Because no other website had that many users, no body actually understood the need for newer libraries. So they started to work on their own library called React. As time passed on more people started using the internet because of facebook and so obviously they got introduced to other sites as well. Now other websites also started to have the problems that facebook were facing, but fortunately now they had React Library to fullfil their needs instead of building a new one.

Google was having a similar problem and instead of using facebook's React they thought of building their own to address their specific needs. This will keep on going and there wont ever be a single codebase that is perfect.

Its the law of nature whenever something bigger arrives that drives more people to think bigger and do better than that, Similar to how more and more powerful characters keep on coming in Avengers.

Because time is the only unique entity and there never is an unlimited amount of time. Business owners as well as developers make triad off's. Triad off's in code can be something like:

• To be more optimized/faster or to be more manageable ?
• To focus more on security or to have a better user experience ?
• Should new features be more tested or to ship new features on time ?

We make these triad off's everyday...

Answer 16

For specific cases (programs), almost. In general, NO

1. For specific cases:

You can repeatedly refine a given program until most or all known forms of vulnerabilities (i.e. buffer overflows) got away, but many forms of vulnerabilities happen outside the source code. For example, suppose you compile such that almost or perfect program. This produces an object or executable program that you distribute. In the target computer it is exposed to malware that can modify such that binary code i.e. inserting jumps to malicious code that of course, are not in the original program.

2. In general

Is it possible to have a program, now or in the future, being able to validate the source code of any program for vulnerabilities ?

A bit of theory. Being a vulnerability-free program is a semantic property of programs, not a syntactic one. A syntactic property can be formalized (and hence, it can be detected by formal methods), but a semantic one cannot:

A semantic property is one that is not a trivial semantic property. a trivial semantic property is one that is always present or always absent in all and every program. A well known semantic property of programs is "This program will run forever" (the famous Turing's halting problem) because some programs will run forever, while some other won't. Turin proved that the halting problem is undecidable, so a formal method to test the halting nature of any program cannot exist.

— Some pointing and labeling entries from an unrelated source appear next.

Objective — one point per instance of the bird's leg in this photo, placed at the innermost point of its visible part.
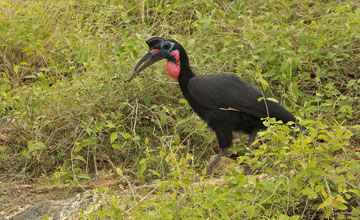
(215, 161)
(251, 139)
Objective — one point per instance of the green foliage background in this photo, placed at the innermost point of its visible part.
(67, 113)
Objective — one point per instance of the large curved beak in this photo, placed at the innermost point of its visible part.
(147, 60)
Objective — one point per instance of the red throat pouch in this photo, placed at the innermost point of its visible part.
(173, 69)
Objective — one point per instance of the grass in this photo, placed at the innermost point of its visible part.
(67, 113)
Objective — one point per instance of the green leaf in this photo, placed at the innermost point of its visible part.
(113, 137)
(125, 135)
(326, 203)
(84, 176)
(80, 158)
(251, 211)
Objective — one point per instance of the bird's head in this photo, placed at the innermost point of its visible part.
(160, 48)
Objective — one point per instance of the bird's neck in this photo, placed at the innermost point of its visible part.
(185, 75)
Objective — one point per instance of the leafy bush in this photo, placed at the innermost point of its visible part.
(67, 113)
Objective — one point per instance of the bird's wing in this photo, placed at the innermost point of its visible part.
(229, 92)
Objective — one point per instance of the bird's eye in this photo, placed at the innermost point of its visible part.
(166, 46)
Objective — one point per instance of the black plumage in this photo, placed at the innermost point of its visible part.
(226, 102)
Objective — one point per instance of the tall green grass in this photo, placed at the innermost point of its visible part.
(67, 113)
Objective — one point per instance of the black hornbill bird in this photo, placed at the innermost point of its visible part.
(226, 102)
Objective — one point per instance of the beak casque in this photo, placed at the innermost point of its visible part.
(147, 60)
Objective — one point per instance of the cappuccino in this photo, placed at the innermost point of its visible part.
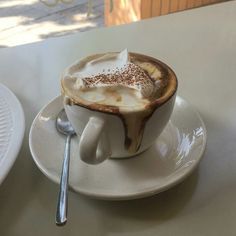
(128, 85)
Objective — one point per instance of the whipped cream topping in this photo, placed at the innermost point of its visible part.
(115, 69)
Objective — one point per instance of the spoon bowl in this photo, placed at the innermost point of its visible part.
(64, 127)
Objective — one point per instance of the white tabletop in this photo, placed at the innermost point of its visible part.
(200, 45)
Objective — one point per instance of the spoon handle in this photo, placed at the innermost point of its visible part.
(61, 214)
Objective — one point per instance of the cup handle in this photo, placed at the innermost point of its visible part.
(94, 147)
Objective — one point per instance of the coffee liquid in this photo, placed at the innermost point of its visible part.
(122, 101)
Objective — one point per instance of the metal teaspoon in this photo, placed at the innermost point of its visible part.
(63, 126)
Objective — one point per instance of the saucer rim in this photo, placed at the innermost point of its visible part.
(137, 195)
(17, 138)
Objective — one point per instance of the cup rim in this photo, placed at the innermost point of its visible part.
(171, 91)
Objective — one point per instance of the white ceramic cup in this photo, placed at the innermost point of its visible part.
(102, 134)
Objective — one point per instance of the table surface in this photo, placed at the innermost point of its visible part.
(200, 46)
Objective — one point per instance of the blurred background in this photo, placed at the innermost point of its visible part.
(29, 21)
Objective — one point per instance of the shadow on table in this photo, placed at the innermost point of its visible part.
(148, 211)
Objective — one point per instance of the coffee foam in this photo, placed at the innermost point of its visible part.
(129, 86)
(113, 79)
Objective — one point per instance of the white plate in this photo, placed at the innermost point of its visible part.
(175, 154)
(12, 128)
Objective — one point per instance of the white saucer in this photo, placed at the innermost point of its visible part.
(172, 158)
(12, 128)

The Rice's theorem states that that all non-trivial, semantic properties of programs are also undecidable. In fact, the proof is based in the fact that if a non-trivial semantic property of programs were decidable, it could be used to solve the halting program, which is impossible.

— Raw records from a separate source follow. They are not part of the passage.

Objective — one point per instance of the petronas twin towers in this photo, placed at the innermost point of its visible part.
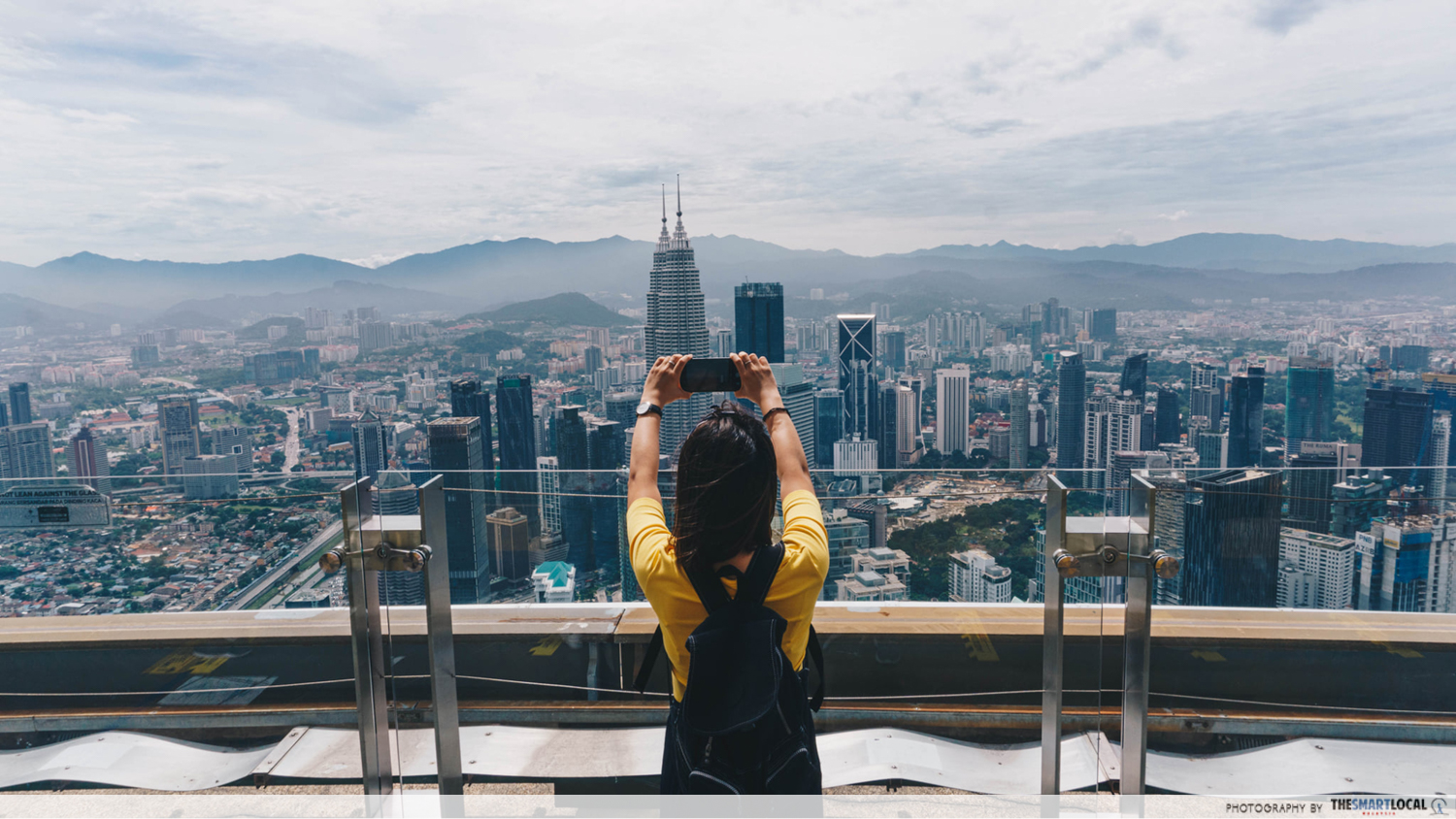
(675, 320)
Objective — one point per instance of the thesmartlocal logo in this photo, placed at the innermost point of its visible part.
(1389, 806)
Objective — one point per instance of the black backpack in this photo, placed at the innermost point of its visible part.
(745, 725)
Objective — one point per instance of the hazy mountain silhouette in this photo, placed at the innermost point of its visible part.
(495, 273)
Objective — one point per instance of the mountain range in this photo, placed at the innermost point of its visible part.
(613, 271)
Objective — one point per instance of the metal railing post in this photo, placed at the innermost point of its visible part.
(442, 641)
(367, 641)
(1051, 639)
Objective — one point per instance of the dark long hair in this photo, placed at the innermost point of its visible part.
(727, 486)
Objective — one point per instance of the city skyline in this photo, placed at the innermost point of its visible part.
(213, 134)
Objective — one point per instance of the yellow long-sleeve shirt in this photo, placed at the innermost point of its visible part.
(794, 591)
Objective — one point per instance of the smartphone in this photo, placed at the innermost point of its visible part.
(711, 376)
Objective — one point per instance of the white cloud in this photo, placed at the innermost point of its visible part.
(206, 130)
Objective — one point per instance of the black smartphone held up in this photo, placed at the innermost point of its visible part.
(711, 376)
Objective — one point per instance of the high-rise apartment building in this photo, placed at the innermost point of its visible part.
(370, 446)
(1246, 417)
(515, 417)
(86, 460)
(798, 399)
(1168, 425)
(1309, 405)
(759, 319)
(856, 375)
(977, 577)
(1072, 404)
(1316, 571)
(1231, 551)
(675, 323)
(952, 410)
(456, 451)
(20, 404)
(1135, 376)
(1019, 423)
(178, 425)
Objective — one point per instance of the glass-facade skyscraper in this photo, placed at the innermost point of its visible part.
(856, 375)
(1072, 407)
(1246, 417)
(675, 323)
(1309, 405)
(1231, 548)
(1398, 434)
(757, 311)
(456, 451)
(515, 416)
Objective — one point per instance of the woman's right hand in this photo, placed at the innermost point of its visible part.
(664, 381)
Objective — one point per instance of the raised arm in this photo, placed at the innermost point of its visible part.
(762, 389)
(661, 389)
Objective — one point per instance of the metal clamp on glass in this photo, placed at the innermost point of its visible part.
(1103, 547)
(398, 542)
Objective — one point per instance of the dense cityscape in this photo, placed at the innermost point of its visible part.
(1299, 446)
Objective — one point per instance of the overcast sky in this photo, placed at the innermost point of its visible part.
(366, 130)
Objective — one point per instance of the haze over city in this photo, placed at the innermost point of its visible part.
(212, 131)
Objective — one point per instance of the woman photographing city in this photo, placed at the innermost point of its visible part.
(734, 604)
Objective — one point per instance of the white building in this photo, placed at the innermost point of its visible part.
(952, 410)
(853, 457)
(555, 582)
(977, 577)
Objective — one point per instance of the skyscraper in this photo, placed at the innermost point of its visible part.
(510, 539)
(829, 425)
(517, 423)
(1309, 407)
(1170, 429)
(20, 404)
(952, 410)
(856, 375)
(370, 449)
(86, 458)
(1398, 434)
(1072, 404)
(1104, 325)
(178, 425)
(675, 322)
(1135, 376)
(1246, 417)
(471, 399)
(576, 486)
(1231, 551)
(456, 452)
(1206, 396)
(1018, 425)
(888, 416)
(759, 319)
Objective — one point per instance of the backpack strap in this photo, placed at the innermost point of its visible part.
(648, 659)
(817, 655)
(753, 585)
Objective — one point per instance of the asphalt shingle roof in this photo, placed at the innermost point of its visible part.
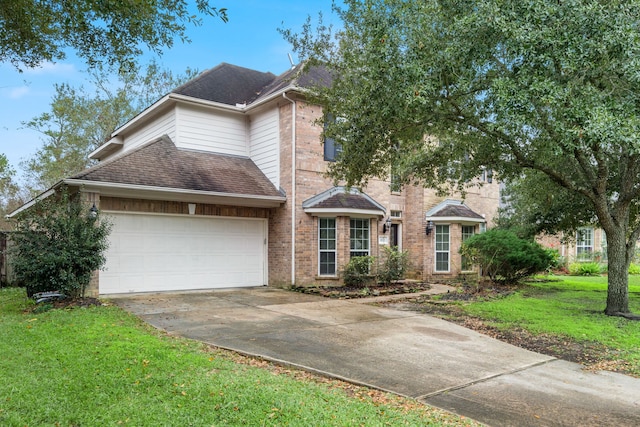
(230, 84)
(161, 164)
(346, 201)
(227, 84)
(458, 211)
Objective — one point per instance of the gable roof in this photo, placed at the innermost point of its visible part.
(453, 210)
(343, 200)
(227, 84)
(159, 165)
(233, 85)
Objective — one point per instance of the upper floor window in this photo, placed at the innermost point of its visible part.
(395, 184)
(332, 149)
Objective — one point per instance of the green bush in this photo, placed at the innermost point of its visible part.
(58, 245)
(358, 271)
(584, 269)
(393, 266)
(505, 257)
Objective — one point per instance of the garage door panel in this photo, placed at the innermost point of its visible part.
(161, 253)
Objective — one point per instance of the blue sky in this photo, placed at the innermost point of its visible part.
(250, 39)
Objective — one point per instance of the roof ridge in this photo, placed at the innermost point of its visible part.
(123, 155)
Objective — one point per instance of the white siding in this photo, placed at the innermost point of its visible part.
(161, 125)
(264, 134)
(207, 130)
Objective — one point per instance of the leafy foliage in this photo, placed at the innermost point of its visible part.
(357, 272)
(505, 257)
(33, 32)
(80, 121)
(393, 265)
(439, 90)
(584, 269)
(58, 245)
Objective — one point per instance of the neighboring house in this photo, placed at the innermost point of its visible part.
(588, 244)
(222, 183)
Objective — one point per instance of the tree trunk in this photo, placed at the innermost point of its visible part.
(618, 280)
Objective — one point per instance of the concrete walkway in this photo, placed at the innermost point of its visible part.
(411, 354)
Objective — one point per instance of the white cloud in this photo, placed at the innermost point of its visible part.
(51, 68)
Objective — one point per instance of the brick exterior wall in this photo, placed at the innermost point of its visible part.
(310, 180)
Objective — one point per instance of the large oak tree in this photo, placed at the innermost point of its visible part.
(443, 89)
(116, 31)
(80, 120)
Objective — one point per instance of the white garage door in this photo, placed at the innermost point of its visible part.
(167, 253)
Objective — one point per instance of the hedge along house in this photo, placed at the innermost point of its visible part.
(221, 183)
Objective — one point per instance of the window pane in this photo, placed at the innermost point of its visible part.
(327, 246)
(327, 263)
(359, 236)
(442, 261)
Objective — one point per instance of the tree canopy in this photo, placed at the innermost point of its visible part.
(443, 89)
(80, 120)
(33, 32)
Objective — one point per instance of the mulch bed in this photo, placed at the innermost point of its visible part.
(350, 292)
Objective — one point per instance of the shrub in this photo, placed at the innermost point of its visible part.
(505, 257)
(58, 245)
(584, 269)
(358, 271)
(393, 266)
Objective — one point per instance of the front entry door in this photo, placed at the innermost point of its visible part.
(394, 236)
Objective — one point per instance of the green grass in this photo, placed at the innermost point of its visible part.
(102, 366)
(569, 307)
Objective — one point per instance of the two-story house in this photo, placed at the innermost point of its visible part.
(221, 183)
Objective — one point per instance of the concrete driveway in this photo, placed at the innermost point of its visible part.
(411, 354)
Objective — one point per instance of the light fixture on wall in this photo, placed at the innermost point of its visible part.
(386, 226)
(429, 227)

As another example of semantic properties, consider the property "This program is harmful". It is of course a semantic property and hence, as a consequence of the Rice's theorem a formal and deterministic malware detection program cannot be built; most of them use heuristics for their detection procedures.

Of course, as it is used in malware detection, you can use heuristics, artificial intelligence, machine learning, etc. to approach to a method for searching vulnerabilities in code, but a formal, perfect and deterministic one cannot exist.

Answer 17

The first rule of software testing (QA):

'It cannot be confirmed that the last bug has been found'.

I have coded since 1980 (also an electronics engineer) and none of my software has been exploited, that does not mean it couldn't be, just that nobody did it. Banking systems (and 'Snowden'-like systems) have auto-triggering warning/audits to log unauthorized access (I have worked on similar systems).

So, yes, exploit free software is possible, but how would you quantify/verify it?

Finally, look up FCC (USA) rules:

Part 15 of the FCC rules, which governs unlicensed devices, incorporates a fundamental tenet of U.S. spectrum policy: an unlicensed device must accept interference from any source, and may not cause harmful interference to any licensed service

Which means your Wi-Fi signal is 'exploitable' which in turn means the software on it is 'exploitable'.